Inauguration of the Pleasure Dome

Inauguration of the Pleasure Dome
Directed by Kenneth Anger
Starring Samson De Brier
Marjorie Cameron
Joan Whitney
Anaïs Nin
Curtis Harrington
Music by Leoš Janáček (Glagolitic Mass) (1954 and 1966 cuts); Jeff Lynne (Eldorado by Electric Light Orchestra) (1978 cut)
Distributed by Mystic Fire Video (DVD)
Release dates
  • 1954 (1954)
Running time
38 mins (original version, two other versions exist)
Country United States

Inauguration of the Pleasure Dome is a 38-minute short film by Kenneth Anger, filmed in 1954. Anger created two other versions of this film in 1966 and the late 1970s. According to Anger, the film takes the name "pleasure dome" from Samuel Taylor Coleridge's atmospheric poem "Kubla Khan". Anger was inspired to make the film after attending a Halloween party called "Come as your Madness".[1] The film has gained cult film status.[2]

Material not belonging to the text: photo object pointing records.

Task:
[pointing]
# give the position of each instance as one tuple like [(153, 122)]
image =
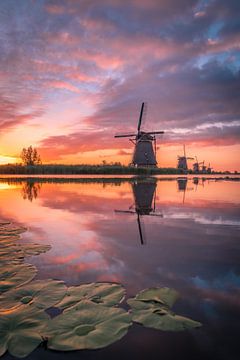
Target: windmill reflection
[(30, 190), (144, 193), (182, 187)]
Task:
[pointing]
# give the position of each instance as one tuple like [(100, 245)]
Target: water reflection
[(193, 248), (30, 190), (144, 193)]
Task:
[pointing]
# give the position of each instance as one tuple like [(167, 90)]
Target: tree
[(30, 156)]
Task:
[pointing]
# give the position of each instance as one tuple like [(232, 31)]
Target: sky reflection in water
[(180, 234)]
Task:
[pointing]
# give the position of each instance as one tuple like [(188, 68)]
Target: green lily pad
[(88, 326), (41, 294), (10, 229), (108, 294), (164, 295), (16, 275), (151, 308), (34, 249), (20, 330), (11, 254)]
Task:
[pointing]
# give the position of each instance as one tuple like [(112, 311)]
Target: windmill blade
[(125, 135), (140, 118), (141, 230), (156, 214)]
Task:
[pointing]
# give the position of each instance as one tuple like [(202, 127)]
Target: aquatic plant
[(41, 294), (108, 294), (20, 330), (91, 316), (151, 308), (12, 276), (87, 326)]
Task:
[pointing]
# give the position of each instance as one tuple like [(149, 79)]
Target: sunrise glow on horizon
[(74, 73)]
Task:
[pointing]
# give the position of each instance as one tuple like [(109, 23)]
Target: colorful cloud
[(95, 62)]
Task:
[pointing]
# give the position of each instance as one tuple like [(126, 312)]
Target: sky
[(74, 72)]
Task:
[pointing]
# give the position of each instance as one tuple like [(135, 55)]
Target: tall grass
[(55, 169)]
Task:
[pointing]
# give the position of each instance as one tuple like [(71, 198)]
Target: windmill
[(209, 169), (182, 187), (144, 193), (204, 168), (144, 152), (182, 161)]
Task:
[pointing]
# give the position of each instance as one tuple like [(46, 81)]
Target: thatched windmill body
[(182, 161), (144, 144)]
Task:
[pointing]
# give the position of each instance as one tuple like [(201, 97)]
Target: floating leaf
[(88, 326), (20, 330), (10, 229), (151, 308), (11, 254), (41, 294), (34, 249), (108, 294), (164, 295), (4, 222), (16, 275)]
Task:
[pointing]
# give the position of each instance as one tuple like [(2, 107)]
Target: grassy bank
[(83, 169)]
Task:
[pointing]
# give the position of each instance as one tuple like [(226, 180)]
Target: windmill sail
[(144, 154)]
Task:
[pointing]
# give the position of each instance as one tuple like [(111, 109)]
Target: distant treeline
[(54, 169)]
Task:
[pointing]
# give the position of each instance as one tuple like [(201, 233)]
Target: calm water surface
[(180, 233)]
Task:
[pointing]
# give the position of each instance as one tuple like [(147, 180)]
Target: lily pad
[(89, 326), (164, 295), (10, 229), (151, 308), (16, 275), (34, 249), (4, 222), (108, 294), (20, 330), (11, 254), (41, 294)]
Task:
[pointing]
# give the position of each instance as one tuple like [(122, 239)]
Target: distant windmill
[(144, 193), (182, 161), (196, 166), (144, 153), (182, 187)]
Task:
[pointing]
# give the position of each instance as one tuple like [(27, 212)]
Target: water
[(180, 233)]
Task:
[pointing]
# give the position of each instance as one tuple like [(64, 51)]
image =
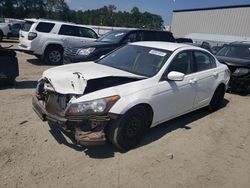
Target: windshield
[(143, 61), (241, 52), (112, 37)]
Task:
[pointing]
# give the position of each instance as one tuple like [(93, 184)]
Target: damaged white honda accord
[(122, 95)]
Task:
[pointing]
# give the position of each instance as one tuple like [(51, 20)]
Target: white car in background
[(4, 30), (130, 90), (46, 39)]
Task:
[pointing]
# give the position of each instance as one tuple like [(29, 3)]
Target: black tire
[(53, 55), (127, 131), (1, 35), (217, 98), (10, 81)]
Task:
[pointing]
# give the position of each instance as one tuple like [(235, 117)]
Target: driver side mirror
[(102, 56), (175, 76)]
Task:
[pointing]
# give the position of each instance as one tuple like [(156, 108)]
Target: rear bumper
[(88, 130)]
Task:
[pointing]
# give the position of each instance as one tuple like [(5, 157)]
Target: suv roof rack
[(45, 19)]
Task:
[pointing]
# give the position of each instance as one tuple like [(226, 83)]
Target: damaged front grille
[(55, 103), (232, 68)]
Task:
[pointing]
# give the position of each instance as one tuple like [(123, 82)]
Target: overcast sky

Early prints of the film had sequences that were meant to be projected on three different screens. Anger subsequently re-edited the film to layer the images. The film—primarily the 2nd and 3rd revisions—was often shown in American universities and art galleries during the 1960s, 1970s, and 1980s.

The original edition soundtrack is a complete performance of Glagolitic Mass by the Czech composer Leoš Janáček (1854–1928). In 1966, a re-edited version known as The Sacred Mushroom Edition was made available. In the late 1970s, a third revision was made, which was The Sacred Mushroom Edition re-edited to fit the Electric Light Orchestra album Eldorado, omitting only "Illusions in G Major," a blues-rock tune which Anger felt did not fit the mood of the film.

The differences in the visuals of the 1954 original and the two revisions are minor. An early version, just shown once on German television in the early 1980s and hold until today by the NDR (Germany) includes an additional 3 minutes at the beginning, including a reading of the poem "Kubla Khan" by Samuel Taylor Coleridge.

The film reflects Anger's deep interest in Thelema, the philosophy of Aleister Crowley and his followers, as indicated by Cameron's role as "The Scarlet Woman" (an honorific Crowley bestowed on certain of his important magical partners).

The film uses some footage of the Hell sequence from the 1911 Italian silent film L'Inferno. Near the end, scenes from Anger's earlier film Puce Moment are interpolated into the layered images and faces.